Nee, dit kan ik niet.
In het kader van basisregistraties is bij gemeenten de locatie van windturbines bekend. Landelijk is deze informatie, de vraag hoeveel huizen er binnen een specifieke afstand van een windturbine staan, in dit geval de door de onderzoekers gekozen 2.000 m, niet in kaart gebracht.
De stelling dat duizenden huishoudens met schade door waardevermindering blijven zitten deel ik niet. Of nabijgelegen windturbines wel of geen invloed op de waarde van onroerend goed hebben is op basis van WOZ waarden niet te concluderen. Daarvoor is onderzoek naar werkelijke gerealiseerde onroerendgoed transacties nodig en dat is nog weinig voorhanden. De waarde van woningen wordt nog door verscheidene andere factoren mede bepaald zoals ruimtelijke ontwikkelingen met betrekking tot hoogspanningsmasten of UMTS masten, planning van een nieuwbouwwijk, uitzicht op een begraafplaats of geluid van verkeer industrie of andere bronnen. Wanneer woningeigenaren vermoeden dat de komst van windturbines tot een lagere verkoopwaarde leidt, kunnen zij een procedure voor planschade starten. Voor windturbines gelden dezelfde regels als voor alle andere objecten in de fysieke leefomgeving.

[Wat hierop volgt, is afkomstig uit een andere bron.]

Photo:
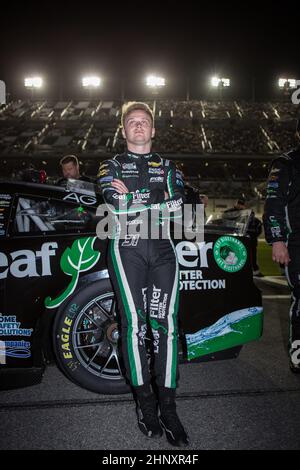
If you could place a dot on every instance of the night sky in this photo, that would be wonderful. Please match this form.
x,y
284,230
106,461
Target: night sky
x,y
62,41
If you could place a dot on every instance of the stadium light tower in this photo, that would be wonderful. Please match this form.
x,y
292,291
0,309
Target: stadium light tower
x,y
220,83
33,83
91,83
287,83
155,83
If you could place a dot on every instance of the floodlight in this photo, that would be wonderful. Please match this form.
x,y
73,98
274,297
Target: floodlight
x,y
155,82
33,82
216,82
91,82
287,82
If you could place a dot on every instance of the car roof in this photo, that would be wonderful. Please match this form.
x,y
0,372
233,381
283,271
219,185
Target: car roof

In het kader van planontwikkeling is planschade mogelijk. Omwonenden kunnen dit aangeven bij het bevoegd gezag. Het bevoegd gezag kan dit, in voorkomende gevallen, verhalen bij de eigenaar van de windturbine. Het bepalen van planschade gebeurt op basis van objectieve criteria. Het is in laatste instantie aan de rechter om te bepalen of planschade moet worden toegekend.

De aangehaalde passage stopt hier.